The chromatographic reproducibility of the data can be seen in Figure 7. Pooled plasma samples were prepared in triplicate on separate days using protein precipitation, liquid-liquid extraction, and solid-phase extraction as described in this protocol. Each fraction was analyzed using the chromatographic separation described in section 7 of the protocol. Samples were then injected in triplicate on the LC-MS to evaluate instrument and sample preparation reproducibility. This consistent overlap demonstrates both the strength of the reproducibility of the sample preparation when prepared on three different days, as well as the strength of the chromatographic method in producing reproducible results. An increase in chemical noise is observed for the negative ionization mode of the fatty acid fraction. This may occur due to contaminants in the LC-MS solvents and can result in inconsistent quantitative metabolomic results. Therefore only metabolites which eluted prior to 9 min were analyzed.
When running long worklists, a loss of instrument sensitivity and change in buffer concentrations can occur over time resulting in decreased signal intensity and retention time shift. If the retention time overlap variation is less than 5% and the signal intensity variation is less than 10%, the data is still within standard laboratory limits. Analysis software can be used to align and normalize the data to correct for instrument and retention time drift. However, if the variation is large, then the reason has to be determined. Once this is rectified, the samples can be re-analyzed.
Figure 1. The abundance of lipid ISTDs (A) and endogenous metabolites (B) following extraction and reversed-phase chromatography (RPC)12. Extraction was performed and resulting samples were separated using RPC and analyzed using LC-MS in positive and negative ionization mode. This figure has been modified from Yang et al, Journal of Chromatography A 1300, 217-226 (2013).

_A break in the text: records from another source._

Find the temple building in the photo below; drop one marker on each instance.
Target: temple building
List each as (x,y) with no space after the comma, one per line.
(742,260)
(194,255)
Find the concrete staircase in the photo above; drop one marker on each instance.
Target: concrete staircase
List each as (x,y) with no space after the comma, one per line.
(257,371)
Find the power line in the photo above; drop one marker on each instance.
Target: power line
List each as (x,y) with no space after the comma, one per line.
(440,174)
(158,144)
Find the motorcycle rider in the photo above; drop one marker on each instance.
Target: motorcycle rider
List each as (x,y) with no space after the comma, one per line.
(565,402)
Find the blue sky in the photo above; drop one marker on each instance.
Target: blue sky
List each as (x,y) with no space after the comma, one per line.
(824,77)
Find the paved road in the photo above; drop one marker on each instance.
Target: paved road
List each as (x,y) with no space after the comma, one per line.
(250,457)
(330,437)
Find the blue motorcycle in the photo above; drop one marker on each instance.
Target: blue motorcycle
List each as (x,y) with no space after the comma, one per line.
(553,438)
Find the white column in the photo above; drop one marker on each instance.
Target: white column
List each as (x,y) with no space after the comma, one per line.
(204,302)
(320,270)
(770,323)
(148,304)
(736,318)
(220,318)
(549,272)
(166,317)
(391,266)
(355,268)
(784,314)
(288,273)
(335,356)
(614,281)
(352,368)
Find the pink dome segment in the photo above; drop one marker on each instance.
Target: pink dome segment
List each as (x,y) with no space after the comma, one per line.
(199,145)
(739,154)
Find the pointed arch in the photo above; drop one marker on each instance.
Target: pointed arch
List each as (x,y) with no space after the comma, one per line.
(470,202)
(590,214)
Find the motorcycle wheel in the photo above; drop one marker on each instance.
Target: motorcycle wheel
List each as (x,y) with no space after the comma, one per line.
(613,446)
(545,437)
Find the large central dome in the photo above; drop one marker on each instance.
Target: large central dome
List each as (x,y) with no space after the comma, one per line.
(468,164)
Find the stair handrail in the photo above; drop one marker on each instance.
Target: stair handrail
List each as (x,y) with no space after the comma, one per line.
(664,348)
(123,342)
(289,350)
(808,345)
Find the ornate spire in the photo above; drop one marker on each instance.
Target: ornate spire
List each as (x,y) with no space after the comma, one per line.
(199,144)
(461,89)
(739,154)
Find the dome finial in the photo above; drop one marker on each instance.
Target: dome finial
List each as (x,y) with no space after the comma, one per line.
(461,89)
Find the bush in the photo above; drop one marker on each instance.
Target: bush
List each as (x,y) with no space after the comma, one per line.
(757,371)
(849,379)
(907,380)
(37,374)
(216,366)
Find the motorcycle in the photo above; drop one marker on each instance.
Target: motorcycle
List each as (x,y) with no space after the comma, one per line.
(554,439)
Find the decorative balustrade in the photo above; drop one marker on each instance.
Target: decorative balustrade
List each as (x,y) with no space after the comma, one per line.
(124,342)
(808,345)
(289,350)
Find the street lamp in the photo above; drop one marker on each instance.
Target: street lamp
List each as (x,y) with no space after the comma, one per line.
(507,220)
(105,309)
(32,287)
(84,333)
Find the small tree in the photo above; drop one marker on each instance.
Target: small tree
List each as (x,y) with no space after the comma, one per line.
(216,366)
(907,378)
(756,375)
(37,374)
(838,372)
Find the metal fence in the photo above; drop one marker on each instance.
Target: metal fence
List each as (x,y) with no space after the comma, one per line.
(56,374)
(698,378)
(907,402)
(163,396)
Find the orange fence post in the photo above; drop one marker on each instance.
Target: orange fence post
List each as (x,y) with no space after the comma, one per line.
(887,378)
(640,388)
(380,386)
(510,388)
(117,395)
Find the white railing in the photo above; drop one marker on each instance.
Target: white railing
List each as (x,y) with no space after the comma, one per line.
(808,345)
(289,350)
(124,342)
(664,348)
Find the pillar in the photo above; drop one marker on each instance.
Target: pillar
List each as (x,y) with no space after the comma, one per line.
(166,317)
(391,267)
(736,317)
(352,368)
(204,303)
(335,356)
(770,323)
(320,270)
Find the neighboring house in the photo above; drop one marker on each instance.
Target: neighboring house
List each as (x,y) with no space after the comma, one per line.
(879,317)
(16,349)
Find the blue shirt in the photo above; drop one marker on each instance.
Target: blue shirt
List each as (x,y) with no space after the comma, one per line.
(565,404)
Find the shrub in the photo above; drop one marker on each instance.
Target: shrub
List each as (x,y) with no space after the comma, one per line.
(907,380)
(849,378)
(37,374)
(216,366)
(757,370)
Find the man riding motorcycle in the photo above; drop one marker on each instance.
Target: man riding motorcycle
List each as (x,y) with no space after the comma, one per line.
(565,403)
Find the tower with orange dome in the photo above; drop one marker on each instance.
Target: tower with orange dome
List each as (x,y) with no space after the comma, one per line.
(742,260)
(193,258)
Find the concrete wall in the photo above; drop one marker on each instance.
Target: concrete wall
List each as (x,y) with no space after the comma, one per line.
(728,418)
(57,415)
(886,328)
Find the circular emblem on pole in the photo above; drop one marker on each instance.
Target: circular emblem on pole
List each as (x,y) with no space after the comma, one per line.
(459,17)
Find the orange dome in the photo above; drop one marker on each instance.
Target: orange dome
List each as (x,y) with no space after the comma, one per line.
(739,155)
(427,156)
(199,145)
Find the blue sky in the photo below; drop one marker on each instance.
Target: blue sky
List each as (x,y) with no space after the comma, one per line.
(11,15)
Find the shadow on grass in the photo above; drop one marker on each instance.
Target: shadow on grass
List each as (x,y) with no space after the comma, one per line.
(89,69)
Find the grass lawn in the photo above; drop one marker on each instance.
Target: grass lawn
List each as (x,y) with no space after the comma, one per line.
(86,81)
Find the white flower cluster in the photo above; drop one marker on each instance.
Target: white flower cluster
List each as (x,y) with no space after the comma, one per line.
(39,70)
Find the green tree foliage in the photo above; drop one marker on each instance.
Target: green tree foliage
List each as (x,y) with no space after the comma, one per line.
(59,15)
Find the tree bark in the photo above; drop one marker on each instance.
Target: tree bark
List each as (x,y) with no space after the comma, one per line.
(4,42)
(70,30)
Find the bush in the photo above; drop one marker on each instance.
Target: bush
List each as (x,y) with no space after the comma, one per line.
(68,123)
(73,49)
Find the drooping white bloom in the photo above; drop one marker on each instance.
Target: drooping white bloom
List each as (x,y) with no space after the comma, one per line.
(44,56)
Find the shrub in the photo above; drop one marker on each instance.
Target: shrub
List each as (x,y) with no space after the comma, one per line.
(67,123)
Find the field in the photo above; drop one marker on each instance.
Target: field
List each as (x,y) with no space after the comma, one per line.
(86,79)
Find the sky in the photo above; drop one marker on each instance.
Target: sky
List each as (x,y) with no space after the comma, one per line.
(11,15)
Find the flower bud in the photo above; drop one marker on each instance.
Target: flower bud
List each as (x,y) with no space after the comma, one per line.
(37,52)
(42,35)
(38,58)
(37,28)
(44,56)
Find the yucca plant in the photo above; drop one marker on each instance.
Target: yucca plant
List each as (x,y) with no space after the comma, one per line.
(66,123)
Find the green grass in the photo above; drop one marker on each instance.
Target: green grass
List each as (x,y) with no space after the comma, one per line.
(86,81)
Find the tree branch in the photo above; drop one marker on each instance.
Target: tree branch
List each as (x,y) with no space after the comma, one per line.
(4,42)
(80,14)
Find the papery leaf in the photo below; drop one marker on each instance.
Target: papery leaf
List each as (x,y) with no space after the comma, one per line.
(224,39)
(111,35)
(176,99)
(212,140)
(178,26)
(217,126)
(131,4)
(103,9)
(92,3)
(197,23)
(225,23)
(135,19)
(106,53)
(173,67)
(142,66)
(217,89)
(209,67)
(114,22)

Figure 2. A comparison of MTBE-SPE fractions12. The metabolites identified in each fraction were compared to identify the amount of overlap during the SPE portion of the prep. The numbers in the Venn diagram reflect the number of metabolites detected in each fraction. Here minor overlap is observed among the three fractions, representing successful compound extraction and metabolite class separation during the SPE step. This figure has been modified from Yang et al, Journal of Chromatography A 1300, 217-226 (2013).
Figure 3. The recovery of ISTDs in fractions using the MTBE-SPE method12. Extraction was performed and resulting samples were separated using RPC and analyzed using LCMS in positive and negative mode as described in text. This figure has been modified from Yang et al, Journal of Chromatography A 1300, 217-226 (2013).

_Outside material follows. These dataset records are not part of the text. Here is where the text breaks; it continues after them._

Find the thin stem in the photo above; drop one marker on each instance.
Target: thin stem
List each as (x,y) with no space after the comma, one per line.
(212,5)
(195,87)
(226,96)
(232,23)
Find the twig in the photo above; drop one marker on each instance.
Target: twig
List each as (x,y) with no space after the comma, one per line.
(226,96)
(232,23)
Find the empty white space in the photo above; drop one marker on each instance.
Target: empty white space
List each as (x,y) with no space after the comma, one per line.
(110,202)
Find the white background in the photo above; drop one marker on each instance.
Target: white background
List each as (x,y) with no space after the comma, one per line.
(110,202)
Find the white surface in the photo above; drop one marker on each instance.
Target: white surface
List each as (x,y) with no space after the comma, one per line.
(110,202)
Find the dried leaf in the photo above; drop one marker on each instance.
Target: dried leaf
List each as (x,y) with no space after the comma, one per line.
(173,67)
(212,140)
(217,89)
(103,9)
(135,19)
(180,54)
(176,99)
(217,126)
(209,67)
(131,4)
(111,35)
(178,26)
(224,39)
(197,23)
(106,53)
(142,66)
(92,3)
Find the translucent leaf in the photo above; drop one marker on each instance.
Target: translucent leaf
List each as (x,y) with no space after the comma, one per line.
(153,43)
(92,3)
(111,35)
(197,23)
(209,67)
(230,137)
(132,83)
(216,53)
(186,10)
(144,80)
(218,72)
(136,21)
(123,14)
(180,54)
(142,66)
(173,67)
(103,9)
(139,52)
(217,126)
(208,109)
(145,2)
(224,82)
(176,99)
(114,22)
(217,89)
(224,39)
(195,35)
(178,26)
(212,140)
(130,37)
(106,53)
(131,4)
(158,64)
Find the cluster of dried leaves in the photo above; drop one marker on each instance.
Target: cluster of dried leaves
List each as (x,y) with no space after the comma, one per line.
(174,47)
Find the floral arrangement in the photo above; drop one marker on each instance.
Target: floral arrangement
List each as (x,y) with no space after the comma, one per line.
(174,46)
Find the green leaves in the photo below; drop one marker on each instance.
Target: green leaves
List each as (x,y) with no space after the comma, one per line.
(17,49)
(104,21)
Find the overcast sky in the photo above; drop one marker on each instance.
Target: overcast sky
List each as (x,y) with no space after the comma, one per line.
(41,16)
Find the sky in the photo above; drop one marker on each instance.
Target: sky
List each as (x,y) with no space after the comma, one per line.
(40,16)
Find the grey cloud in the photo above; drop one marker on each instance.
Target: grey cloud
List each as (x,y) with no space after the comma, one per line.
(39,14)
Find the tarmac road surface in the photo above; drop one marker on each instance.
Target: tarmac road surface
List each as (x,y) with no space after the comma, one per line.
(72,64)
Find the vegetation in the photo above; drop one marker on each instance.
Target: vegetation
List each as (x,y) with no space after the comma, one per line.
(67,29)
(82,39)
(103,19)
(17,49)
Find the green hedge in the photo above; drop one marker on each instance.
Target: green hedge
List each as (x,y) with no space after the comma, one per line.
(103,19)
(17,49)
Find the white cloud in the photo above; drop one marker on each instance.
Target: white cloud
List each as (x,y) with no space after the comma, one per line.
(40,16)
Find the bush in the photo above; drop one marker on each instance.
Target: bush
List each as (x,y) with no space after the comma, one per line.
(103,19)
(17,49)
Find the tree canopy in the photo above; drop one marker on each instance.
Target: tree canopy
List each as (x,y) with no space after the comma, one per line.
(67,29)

Figure 4. Results from the pellet fraction prepared by three operators. Three sample preparation operators A, B, and C performed the same protein preparation step on pooled plasma samples. The numbers in the Venn diagram reflect the number of metabolites detected by each operator. Operators B and C pipetted the required volume per the sample preparation protocol while operator A pipetted the entire supernatant and some of the pellet, resulting in over 500 more metabolites, the majority being false positives for that specific fraction.
Figure 5. Formation of protein pellet during protein precipitation step. (A) 100 µl of human plasma prior to sample preparation; (B) plasma after addition of ice cold methanol; (C) protein pellet formed on bottom of tube after centrifuging at 0 °C for 15 min at 18,000 x g.

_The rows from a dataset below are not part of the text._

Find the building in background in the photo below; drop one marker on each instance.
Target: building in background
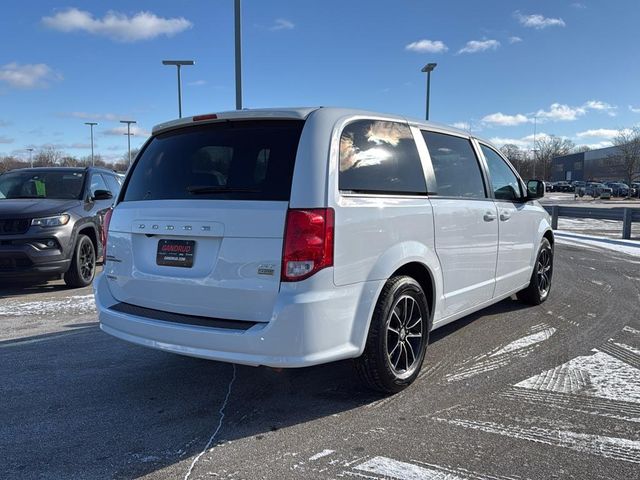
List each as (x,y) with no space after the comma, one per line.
(603,164)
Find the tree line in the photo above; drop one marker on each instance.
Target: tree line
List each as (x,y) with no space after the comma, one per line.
(50,156)
(538,164)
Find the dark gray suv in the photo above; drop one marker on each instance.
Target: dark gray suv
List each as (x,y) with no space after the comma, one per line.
(51,221)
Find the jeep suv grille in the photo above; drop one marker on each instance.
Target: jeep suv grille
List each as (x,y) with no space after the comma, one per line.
(14,226)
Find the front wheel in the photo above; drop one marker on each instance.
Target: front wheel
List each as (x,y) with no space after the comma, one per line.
(83,264)
(540,283)
(398,337)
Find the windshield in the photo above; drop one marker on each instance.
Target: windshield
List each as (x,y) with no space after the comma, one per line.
(45,184)
(232,160)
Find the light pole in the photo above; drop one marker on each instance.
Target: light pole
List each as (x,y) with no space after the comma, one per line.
(128,134)
(179,64)
(238,35)
(91,125)
(428,68)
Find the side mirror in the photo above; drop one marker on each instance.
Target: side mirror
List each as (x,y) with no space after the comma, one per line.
(535,189)
(102,195)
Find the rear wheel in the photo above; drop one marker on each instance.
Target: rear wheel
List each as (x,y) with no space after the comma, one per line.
(540,283)
(398,337)
(83,264)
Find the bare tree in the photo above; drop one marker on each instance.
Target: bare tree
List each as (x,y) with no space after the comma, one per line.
(519,159)
(627,143)
(546,149)
(48,156)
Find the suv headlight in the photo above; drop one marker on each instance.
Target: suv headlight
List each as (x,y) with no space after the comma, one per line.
(54,221)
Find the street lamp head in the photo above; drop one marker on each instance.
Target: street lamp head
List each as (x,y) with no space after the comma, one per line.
(178,62)
(429,67)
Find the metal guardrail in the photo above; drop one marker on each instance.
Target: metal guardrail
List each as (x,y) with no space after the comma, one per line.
(624,215)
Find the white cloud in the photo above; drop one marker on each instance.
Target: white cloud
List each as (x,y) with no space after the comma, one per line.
(475,46)
(117,26)
(523,142)
(282,24)
(501,119)
(135,130)
(37,75)
(111,117)
(427,46)
(562,112)
(538,21)
(602,133)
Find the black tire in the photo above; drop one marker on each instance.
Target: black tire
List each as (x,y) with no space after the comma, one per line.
(83,264)
(540,283)
(396,320)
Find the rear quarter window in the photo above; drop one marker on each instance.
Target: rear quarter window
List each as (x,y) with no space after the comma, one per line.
(380,157)
(229,160)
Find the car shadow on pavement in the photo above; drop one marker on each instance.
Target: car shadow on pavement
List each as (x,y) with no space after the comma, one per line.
(83,404)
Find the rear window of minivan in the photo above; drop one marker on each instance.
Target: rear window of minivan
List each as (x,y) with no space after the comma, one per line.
(227,160)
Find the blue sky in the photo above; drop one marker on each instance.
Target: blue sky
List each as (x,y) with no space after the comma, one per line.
(574,66)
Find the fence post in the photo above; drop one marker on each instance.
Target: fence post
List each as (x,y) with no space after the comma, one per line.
(626,223)
(555,210)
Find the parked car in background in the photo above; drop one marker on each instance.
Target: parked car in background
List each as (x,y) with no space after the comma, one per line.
(618,189)
(51,221)
(562,186)
(296,237)
(597,190)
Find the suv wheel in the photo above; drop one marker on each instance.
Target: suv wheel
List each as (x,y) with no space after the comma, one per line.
(540,283)
(83,264)
(398,337)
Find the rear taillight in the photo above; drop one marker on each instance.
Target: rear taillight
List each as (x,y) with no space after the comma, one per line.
(308,243)
(105,231)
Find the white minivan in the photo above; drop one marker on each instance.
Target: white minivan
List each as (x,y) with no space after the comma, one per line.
(293,237)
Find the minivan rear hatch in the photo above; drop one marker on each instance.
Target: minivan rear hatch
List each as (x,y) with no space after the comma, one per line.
(199,226)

Figure 6. Separation of the hydrophilic and hydrophobic layers during liquid-liquid extraction (LLE) step. The organic solvent methyl tert-butyl ether (MTBE) and water were used to separate the hydrophilic and hydrophobic metabolites. The MTBE layer has dissolved non-polar compounds and the water layer has dissolved polar compounds. (A) plasma supernatant after protein removal; (B) plasma after drying under nitrogen; (C) plasma after addition of MTBE; (D) addition of water to plasma and MTBE; (E) MTBE-water layer formed after centrifuging; (F) removal of top MTBE layer; (G) mainly hydrophilic layer remaining after MTBE removal.
Figure 7. Chromatograms of fractions from a selected dataset. Sample preparation was performed on three separate pooled plasma QC samples and each sample was injected in triplicate on the LC-MS instrument. Represented are total ion chromatograms of the plasma samples acquired using the LC-MS parameters indicated in section 7 of the method protocol. The chromatographic representation of other biological fluids will vary due to differences in metabolite composition. Please click here to view a larger version of this figure.
Fraction | Ionization Mode | Internal Standard | n | Average Peak Area | Peak Area % CV |
Aqueous | Positive | Creatinine-D3 | 31 | 2217311 | 3.8% |
Neutral lipid | Positive | Triglyceride-D5 | 31 | 4837032 | 9.9% |
C17 Ceramide | 31 | 12736707 | 7.9% | ||
Phospholipid | Positive | 15:0 PC | 32 | 1248929 | 9.3% |
17:0 PE | 32 | 517234 | 7.9% |
Table 1. Quality control results from spiked internal standards. Pooled plasma samples from an emphysema mouse model dataset were analyzed to monitor instrument conditions on a daily basis for this multi-week study. Quantitative analysis software was used to determine the peak areas of the internal standards, (n = number of instrument QC injections).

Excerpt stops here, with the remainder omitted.